So, I'm quite in a pickle here to calculate the curvature of the Archimedes spiral, and everything I searched for, people just say the curvature is
$\kappa = \dfrac{2+t^2}{a(1+t^2)^{3/2}}$
without ever enlightening how to reach this result. What I know is this:
the spiral is given by $\mathbf{x}(t) = (x(t), y(t)) = (rt\cos(t), rt\sin(t))$, and we have the natural coordinate being $\mathbf{x}_{\text{nat}}(s) = \mathbf{x}(t(s))$ with relation to the arc lenght $s$, where $t(s)$ is the inverse function of $s(t) = \int_{0}^{t} |\mathbf{\dot{x}}(\tau)|d\tau$.
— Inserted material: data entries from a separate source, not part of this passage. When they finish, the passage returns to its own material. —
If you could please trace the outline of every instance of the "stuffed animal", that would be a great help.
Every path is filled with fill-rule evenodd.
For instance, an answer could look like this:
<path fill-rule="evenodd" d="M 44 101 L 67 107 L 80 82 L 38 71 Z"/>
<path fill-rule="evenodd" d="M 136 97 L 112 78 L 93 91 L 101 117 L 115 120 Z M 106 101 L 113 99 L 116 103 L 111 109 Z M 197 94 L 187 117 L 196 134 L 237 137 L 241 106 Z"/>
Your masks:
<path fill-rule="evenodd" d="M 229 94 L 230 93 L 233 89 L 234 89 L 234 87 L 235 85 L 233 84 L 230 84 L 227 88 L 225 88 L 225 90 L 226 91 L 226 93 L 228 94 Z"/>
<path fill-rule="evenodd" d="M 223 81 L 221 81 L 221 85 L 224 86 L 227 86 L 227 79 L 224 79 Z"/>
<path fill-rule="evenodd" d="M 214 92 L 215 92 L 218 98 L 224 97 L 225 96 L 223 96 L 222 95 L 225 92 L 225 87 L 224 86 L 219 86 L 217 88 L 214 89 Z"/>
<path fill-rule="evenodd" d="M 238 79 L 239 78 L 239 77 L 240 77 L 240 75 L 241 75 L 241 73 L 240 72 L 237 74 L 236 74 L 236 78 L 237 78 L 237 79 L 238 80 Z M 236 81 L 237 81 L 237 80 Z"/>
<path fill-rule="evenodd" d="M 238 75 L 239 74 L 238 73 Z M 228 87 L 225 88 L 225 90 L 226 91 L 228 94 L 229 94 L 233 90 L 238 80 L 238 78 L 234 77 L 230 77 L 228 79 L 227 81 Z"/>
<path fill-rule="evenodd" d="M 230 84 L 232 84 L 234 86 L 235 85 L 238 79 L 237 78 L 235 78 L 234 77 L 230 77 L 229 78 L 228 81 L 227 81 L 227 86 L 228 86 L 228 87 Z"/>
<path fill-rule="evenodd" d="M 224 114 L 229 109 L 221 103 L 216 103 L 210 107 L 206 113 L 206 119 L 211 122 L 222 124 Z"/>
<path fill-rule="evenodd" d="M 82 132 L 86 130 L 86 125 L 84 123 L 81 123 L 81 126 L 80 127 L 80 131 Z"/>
First, I need to find said natural coordinate $\mathbf{x}_{\text{nat}}(s) = \mathbf{x}(t(s))$ by using the relation between $t(s)$ and $s(t)$ given by
$t'(s) = \dfrac{1}{\dot{s}(t(s))} = \dfrac{1}{r\sqrt{1+t^2}}$ ,
and afterwords, I need to find the curvature of said spiral by the relation
$\kappa(s) = |\mathbf{x}''_{\text{nat}}(s)|$ ,
and I don't know what to do. If we calculate the integral of $s(t)$, we obtain a not invertible function for $t(s)$, and then we are stuck with just $t'(s)$. But the natural coordinate uses $t(s)$, so I'm running in circles trying to carry on this exercise for days and nothing helped me until now. Is someone could give me some light on this I would appreciate greatly.